Das legale Gras mit einem THC-Gehalt von weniger als einem Prozent, kurz CBD, boomt. Seit etwa einem Jahr schiessen die Hanf-Produzenten und Shops wie Pilze aus dem Boden. Einer der ersten Produzenten war die Pure Productions AG aus Zeiningen. Sie ist mittlerweile mit einer jährlichen Produktionskapazität von 10 bis 15 Tonnen einer der Hanf-Marktführer in der Schweiz.

Geschäftsführer Stevens Senn erinnert sich: «Als wir Anfang 2017 starteten, gab es zwischen 15 und 30 Produzenten.» Dann sei nach kurzer Zeit die «Goldgräberstimmung» ausgebrochen. «Viele wollten am Markt partizipieren und ihr Geld mit dem CBD machen», so Senn. Die Folge: eine Übersättigung des Marktes auf der Angebotsseite. Aus den 15 bis 30 Produzenten von damals sind heute rund 500 geworden. Senn prophezeit, dass diese Anzahl wieder sinken wird. Die ersten Anzeichen sind schon da: «Viele kleine Produzenten, die vom Markt geschluckt wurden, stossen derzeit noch ihre Restbestände ab. Dies führt zu einer Senkung des Preises», sagt Senn.

Hanfeinkauf en passant

Die Tatsache, dass mehrere Grossverteiler seit einigen Monaten auch CBD in ihrem Sortiment haben, habe das legale Gras salonfähiger gemacht. Dies ist jedoch laut Senn kein Vorteil für die kleinen CBD-Händler. «Ich denke, wenn jemand CBD kaufen möchte, dann tut er dies am Kiosk, wenn er sich eine Zeitschrift und seine Zigaretten holt oder im Supermarkt, wenn er Lebensmittel einkauft», sagt er. Dieser En-passant-Hanfeinkauf mache den CBD-Shops das Leben schwer.
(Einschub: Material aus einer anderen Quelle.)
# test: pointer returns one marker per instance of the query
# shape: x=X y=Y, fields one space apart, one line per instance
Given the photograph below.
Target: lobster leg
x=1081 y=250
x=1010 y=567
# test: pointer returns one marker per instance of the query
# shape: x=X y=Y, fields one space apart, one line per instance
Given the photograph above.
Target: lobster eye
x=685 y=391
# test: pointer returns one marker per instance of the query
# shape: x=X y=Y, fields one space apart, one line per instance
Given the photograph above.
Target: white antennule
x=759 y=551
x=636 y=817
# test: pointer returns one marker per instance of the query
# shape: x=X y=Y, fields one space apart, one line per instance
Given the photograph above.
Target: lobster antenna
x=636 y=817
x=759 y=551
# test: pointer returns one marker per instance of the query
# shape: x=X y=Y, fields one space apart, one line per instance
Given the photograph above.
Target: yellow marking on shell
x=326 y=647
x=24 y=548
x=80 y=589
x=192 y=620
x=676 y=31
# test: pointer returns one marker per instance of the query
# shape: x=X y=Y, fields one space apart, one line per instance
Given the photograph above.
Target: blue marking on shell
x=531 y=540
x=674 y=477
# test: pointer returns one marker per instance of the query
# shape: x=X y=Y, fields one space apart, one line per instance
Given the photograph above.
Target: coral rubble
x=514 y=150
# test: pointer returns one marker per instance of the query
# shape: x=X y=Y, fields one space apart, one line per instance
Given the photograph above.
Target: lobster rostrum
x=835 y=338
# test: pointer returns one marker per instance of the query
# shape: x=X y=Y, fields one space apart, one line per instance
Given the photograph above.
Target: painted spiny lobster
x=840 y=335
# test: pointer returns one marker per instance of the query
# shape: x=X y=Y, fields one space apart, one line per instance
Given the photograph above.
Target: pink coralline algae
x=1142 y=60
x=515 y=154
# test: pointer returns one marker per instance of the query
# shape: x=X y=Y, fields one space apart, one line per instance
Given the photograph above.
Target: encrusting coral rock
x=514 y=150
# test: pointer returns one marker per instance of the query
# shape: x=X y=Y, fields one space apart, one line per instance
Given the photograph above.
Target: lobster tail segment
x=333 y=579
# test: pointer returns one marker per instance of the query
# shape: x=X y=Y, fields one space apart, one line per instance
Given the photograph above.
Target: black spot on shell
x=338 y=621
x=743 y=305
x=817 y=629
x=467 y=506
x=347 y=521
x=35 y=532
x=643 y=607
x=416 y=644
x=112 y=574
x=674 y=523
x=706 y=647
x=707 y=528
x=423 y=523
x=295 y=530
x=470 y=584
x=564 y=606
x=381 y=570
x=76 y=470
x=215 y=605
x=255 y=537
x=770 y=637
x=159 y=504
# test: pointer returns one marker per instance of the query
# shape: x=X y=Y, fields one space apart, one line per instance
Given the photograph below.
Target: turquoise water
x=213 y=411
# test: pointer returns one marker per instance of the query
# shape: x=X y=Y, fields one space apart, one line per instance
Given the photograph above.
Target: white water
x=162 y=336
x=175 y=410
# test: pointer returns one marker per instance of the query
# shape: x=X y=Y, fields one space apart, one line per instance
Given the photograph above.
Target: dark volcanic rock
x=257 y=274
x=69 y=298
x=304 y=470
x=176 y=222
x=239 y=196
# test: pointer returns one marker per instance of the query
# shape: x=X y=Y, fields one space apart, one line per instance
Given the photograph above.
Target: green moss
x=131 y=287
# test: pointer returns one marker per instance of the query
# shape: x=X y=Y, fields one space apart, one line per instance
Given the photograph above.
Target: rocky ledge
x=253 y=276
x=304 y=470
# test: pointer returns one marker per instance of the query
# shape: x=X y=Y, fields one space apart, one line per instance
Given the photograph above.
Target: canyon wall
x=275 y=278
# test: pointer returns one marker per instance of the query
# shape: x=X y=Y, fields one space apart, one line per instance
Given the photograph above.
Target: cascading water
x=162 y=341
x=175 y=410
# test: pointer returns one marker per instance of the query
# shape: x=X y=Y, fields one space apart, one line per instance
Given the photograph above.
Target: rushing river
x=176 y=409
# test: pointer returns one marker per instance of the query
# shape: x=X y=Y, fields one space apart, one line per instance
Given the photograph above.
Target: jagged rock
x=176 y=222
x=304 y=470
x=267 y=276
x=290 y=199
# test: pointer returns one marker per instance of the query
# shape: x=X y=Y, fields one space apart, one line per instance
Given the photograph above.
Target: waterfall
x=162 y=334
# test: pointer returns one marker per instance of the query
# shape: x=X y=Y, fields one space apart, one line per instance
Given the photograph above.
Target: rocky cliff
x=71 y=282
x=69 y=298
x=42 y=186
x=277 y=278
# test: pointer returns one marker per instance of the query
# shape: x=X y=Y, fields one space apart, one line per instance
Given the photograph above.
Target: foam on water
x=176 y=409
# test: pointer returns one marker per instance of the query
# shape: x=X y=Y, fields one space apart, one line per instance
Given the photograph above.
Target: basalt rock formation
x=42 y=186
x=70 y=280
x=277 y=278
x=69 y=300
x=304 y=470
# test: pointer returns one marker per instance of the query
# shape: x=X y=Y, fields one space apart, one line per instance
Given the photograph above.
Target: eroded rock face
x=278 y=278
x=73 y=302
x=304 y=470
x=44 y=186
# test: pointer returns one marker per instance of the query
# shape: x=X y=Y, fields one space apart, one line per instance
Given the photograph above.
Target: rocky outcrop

Einer, der sich trotzdem getraut hat, in das CBD-Hanf-Geschäft einzusteigen, ist René Diem. Seit Ende November betreibt er einen kleinen Hanfladen in der Fricker Widengasse. «Momentan habe ich täglich 10 bis 20 Kunden. Neben neuen Gesichtern, habe ich bereits einige Kunden, die regelmässig kommen», sagt Diem.

Den Laden habe er in Frick eröffnet, weil er dort eine CBD-Marktlücke entdeckt habe. Seine Kunden kämen nicht nur aus dem oberen und mittleren Fricktal, sondern sogar aus Rheinfelden und Erlinsbach. «Es kommen nicht nur junge Menschen, auch Senioren sind schon ab und an da gewesen. Einige kaufen sich Hanf-Öl, damit sie besser einschlafen können», sagt er.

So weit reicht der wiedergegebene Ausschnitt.